When I was led into the Oval Office, Hutchins was sitting at his desk in shirtsleeves and a crisp red tie loosened at his neck, the top button undone. He was alone. Dozens and dozens of lawyers and dozens more political advisers and newly minted friends in every corner of official Washington, and he chose on this evening to handle this topic alone, just as I suspected he would. That, in itself, was interesting.

He held a heavy lowball glass in his hand, and the glass was filled with about three fingers' worth of what looked to be whisky and ice.

As I sat in a chair in front of his desk, he nervously slid the glass around, causing the cubes to smash softly against each other. He brought the glass up to his face and absently took a sip.

"You believe in redemption?" he asked me, his voice deep, animated, breaking the heavy silence like a clap of thunder.

I considered that question for a moment and replied, "I do, sir.

There's something very human about it, something almost moral, and something uniquely American. We have the right to screw up. More important, we have the right to another chance, at least in most cases."

He pondered that for a minute, shook the ice around in his glass again, and took another sip.

"It's election eve," he said, looking me in the eye. "My pollsters informed me this afternoon that I'm going to win. You care for a celebratory Scotch?"

Why not? Create a mood of confidence, two men exchanging secrets. "If it's convenient, sir."

He pressed a button on the side of his desk, and a dark-skinned steward, Indian-looking, came silently through a side door. "Raj, get my friend a Johnnie Walker, please," Hutchins said. To me, "Rocks or no rocks?"

"No ice."

"Neat," he said to the steward, who turned and walked quietly out the door he came in. Hutchins called out after him, "Make it a double, Raj. We're celebrating."

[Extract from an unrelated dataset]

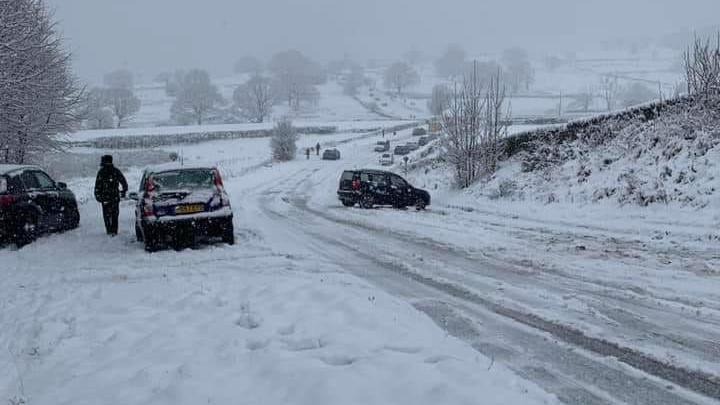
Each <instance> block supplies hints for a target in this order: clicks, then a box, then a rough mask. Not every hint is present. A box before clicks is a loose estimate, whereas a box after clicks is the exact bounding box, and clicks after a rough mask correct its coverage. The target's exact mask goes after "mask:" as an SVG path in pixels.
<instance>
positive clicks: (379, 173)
mask: <svg viewBox="0 0 720 405" xmlns="http://www.w3.org/2000/svg"><path fill="white" fill-rule="evenodd" d="M346 171H348V172H363V173H368V174H395V173H393V172H388V171H385V170H378V169H357V170H346Z"/></svg>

After I got my drink, Hutchins bore into me with his eyes. "I watched you guys go after my opponent early in the campaign. Christ, what did he do? Fudge some information on his mortgage application or something ten years ago, and you guys try taking him down, try ruining his political career. You were throwing around half-truths and nontruths and buying into anything you were fed. I thought it was sickening then, but it helped me, so I kept my mouth shut. The guy, he wins his party's nomination. He's sacrificing his time, his livelihood, his fucking reputation. He's on the doorstep of the White House, for God's sakes. He's campaigning all over the country twenty hours a day for something he believes in, even if that something is only himself.